Anthropic revealed that its own Claude model had been used improperly in actual crime plots. The company stated that North Korean agents attempted to use the AI while pretending to be job applicants at global tech companies, while other people sold AI-created ransomware packages for up to $1,200.

The company alerted that AI is now being “weaponised,” fuelling advanced cyberattacks and web fraud. Unlike conventional tools, the systems can learn in real-time to security measures, including malware protection software. This flexibility, Anthropic emphasized, reduces the barrier for cybercriminals, as less technical skill is needed to execute complex attacks.

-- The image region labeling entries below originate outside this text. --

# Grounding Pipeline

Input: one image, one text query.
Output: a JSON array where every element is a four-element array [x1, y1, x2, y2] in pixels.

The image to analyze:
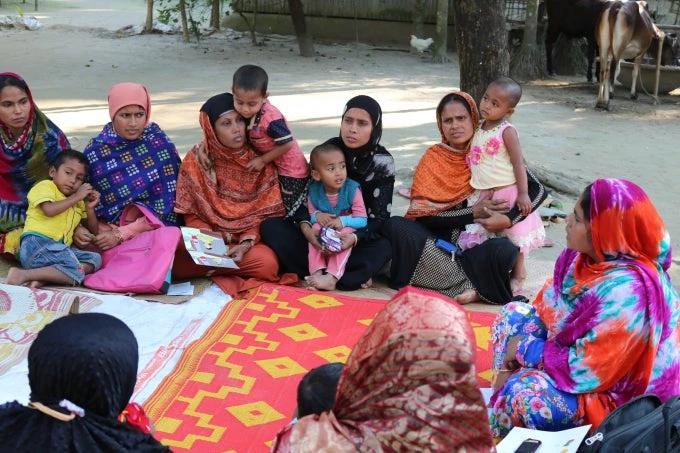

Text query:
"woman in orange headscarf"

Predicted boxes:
[[172, 93, 285, 295], [383, 91, 546, 304], [271, 287, 494, 453]]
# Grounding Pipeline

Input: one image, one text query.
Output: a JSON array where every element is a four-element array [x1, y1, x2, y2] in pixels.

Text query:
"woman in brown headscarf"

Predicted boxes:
[[172, 93, 285, 295], [383, 91, 546, 304], [271, 287, 494, 453]]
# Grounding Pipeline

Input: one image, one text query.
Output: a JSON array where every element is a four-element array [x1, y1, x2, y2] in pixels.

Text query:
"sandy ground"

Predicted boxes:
[[0, 0, 680, 292]]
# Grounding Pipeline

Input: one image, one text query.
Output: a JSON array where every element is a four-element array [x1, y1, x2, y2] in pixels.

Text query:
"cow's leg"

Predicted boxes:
[[545, 28, 560, 76], [586, 38, 597, 83], [609, 57, 621, 99]]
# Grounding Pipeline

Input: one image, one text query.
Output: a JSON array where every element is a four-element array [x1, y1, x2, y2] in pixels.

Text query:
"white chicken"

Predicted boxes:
[[408, 35, 434, 53]]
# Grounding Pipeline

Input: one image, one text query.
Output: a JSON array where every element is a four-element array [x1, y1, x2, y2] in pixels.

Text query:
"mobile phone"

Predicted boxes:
[[434, 239, 460, 257], [515, 439, 541, 453]]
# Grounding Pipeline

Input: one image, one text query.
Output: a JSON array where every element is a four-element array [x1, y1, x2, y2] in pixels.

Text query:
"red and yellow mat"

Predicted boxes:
[[144, 284, 495, 453]]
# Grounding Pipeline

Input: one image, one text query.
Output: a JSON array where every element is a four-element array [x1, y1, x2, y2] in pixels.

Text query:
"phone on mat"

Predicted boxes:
[[515, 439, 541, 453]]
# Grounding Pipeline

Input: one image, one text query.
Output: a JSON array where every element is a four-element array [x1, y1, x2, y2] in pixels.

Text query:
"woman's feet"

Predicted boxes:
[[5, 267, 43, 288], [305, 270, 338, 291], [453, 289, 480, 305]]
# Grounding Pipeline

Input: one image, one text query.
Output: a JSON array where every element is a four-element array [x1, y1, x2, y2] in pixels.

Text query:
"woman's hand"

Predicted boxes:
[[246, 156, 267, 171], [73, 225, 92, 249], [196, 142, 213, 171], [475, 208, 512, 233], [517, 193, 531, 217], [326, 217, 343, 231], [493, 337, 521, 393], [94, 230, 120, 250], [227, 244, 251, 264], [472, 200, 510, 219], [316, 212, 337, 228]]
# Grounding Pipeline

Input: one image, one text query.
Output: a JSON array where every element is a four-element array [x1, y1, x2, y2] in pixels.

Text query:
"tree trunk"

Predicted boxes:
[[413, 0, 425, 38], [432, 0, 448, 63], [510, 0, 547, 79], [288, 0, 314, 57], [144, 0, 153, 33], [453, 0, 510, 102], [210, 0, 221, 30], [179, 0, 190, 42]]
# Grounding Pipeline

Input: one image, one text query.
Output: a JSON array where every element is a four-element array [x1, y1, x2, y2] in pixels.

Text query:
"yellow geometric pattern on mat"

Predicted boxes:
[[145, 285, 384, 452], [314, 345, 352, 363], [279, 322, 327, 341], [255, 357, 307, 378], [227, 401, 286, 427]]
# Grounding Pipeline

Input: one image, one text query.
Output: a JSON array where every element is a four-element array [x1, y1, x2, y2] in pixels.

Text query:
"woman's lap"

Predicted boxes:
[[383, 217, 518, 304], [491, 302, 581, 437], [260, 218, 392, 291]]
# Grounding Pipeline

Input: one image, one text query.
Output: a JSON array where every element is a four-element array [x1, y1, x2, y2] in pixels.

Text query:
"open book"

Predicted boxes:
[[181, 227, 238, 269]]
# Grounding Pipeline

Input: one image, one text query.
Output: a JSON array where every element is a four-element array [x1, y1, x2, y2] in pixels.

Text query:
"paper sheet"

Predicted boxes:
[[496, 425, 590, 453]]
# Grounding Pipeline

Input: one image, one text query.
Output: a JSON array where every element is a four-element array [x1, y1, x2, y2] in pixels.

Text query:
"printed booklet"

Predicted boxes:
[[181, 227, 238, 269]]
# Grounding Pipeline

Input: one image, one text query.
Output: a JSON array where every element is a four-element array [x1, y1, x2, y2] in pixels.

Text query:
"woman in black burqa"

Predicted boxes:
[[0, 313, 170, 453]]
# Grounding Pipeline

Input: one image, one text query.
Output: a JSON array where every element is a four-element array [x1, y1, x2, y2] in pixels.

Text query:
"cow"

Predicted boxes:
[[545, 0, 608, 82], [595, 1, 666, 109]]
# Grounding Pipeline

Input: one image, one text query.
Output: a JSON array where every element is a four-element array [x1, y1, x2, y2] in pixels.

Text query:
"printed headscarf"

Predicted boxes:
[[0, 313, 170, 453], [272, 286, 494, 453], [175, 93, 285, 234], [83, 83, 180, 225], [406, 91, 479, 218], [533, 179, 680, 425], [0, 72, 70, 233]]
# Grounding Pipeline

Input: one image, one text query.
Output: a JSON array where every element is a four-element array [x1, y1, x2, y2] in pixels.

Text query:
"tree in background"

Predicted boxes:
[[453, 0, 510, 102], [510, 0, 547, 79], [288, 0, 314, 57], [144, 0, 153, 33], [210, 0, 221, 30], [411, 0, 425, 53], [432, 0, 448, 63]]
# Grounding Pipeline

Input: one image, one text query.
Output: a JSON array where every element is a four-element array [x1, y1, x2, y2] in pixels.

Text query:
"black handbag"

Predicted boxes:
[[578, 394, 680, 453]]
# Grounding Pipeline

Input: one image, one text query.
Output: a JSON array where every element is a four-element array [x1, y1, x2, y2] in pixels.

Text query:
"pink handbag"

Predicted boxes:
[[83, 204, 182, 294]]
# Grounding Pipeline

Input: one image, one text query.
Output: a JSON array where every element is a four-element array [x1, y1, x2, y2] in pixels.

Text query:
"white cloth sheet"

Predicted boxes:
[[0, 283, 231, 404]]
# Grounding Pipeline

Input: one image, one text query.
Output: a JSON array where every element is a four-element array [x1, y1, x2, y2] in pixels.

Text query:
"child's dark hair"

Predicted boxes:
[[297, 362, 343, 418], [231, 64, 269, 96], [52, 148, 90, 173], [309, 142, 342, 170], [489, 77, 522, 108]]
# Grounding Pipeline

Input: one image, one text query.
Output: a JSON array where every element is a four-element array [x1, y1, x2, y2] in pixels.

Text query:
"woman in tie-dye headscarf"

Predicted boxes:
[[491, 179, 680, 437]]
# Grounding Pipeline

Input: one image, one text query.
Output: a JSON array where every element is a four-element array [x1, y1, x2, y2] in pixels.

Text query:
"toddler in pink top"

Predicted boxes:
[[458, 77, 545, 294], [231, 65, 309, 217], [305, 143, 368, 291]]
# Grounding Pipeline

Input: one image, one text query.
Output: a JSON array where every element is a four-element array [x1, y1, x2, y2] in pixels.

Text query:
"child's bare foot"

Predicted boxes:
[[305, 274, 338, 291], [5, 267, 28, 286], [453, 288, 480, 305]]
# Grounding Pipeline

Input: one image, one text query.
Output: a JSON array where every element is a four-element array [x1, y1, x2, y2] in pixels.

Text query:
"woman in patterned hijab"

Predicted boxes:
[[491, 179, 680, 437], [0, 313, 170, 453], [272, 287, 494, 453]]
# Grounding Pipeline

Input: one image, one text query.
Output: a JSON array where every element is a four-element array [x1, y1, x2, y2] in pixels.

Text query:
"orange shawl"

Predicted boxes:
[[406, 91, 479, 218], [271, 286, 493, 453], [175, 112, 285, 234]]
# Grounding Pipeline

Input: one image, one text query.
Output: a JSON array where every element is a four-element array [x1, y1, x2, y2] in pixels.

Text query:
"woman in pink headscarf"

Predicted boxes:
[[74, 82, 180, 250]]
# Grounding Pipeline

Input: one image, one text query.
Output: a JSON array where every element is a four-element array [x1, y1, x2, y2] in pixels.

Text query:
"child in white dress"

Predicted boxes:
[[459, 77, 545, 294]]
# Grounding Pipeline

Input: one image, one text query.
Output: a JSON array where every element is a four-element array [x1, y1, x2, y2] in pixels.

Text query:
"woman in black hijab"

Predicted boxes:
[[260, 95, 394, 291], [0, 313, 170, 453]]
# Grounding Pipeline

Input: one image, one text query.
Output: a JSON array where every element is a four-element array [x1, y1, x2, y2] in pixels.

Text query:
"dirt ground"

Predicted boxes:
[[0, 0, 680, 287]]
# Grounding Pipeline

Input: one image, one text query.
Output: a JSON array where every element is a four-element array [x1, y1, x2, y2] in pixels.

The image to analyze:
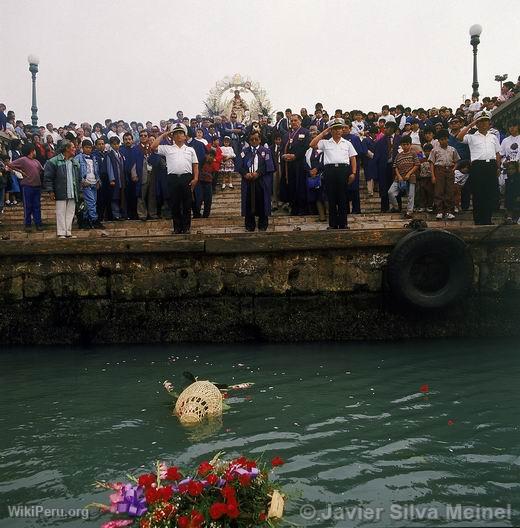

ALSO READ: Did ChatGPT Cross The Line? Teen’s Tragic Death Puts AI Safety On Trial

Experts Call for Stronger Guardrails

In spite of these striking examples, large-scale real-world abuses are still comparatively modest, says researchers. Ardi Janjeva from the UK’s Centre for Emerging Technology and Security explained that while it is disturbing, there is no “critical mass” of high-profile instances yet. He is convinced that with further research intensifications, careful safeguards, and global collaboration, it will become increasingly difficult to exploit these systems.

The two firms published their results to be open about how they work, departing from the tech sector’s common tradition of secrecy when it comes to testing safety. OpenAI stated its just released ChatGPT-5 demonstrates “substantial improvements” against being exploited, hallucinating, and misleading prompts. Anthropic further stated that most of the harmful outputs that were identified in its studies could be avoided if there were proper controls put in place around the models.

Nevertheless, scientists determined that even such tenuous pretexts as stating the information was for “security planning” could convince certain models to generate harmful content. “We need to know how frequently, and under what conditions, systems may try to perform unwanted actions that could cause severe harm,” Anthropic cautioned.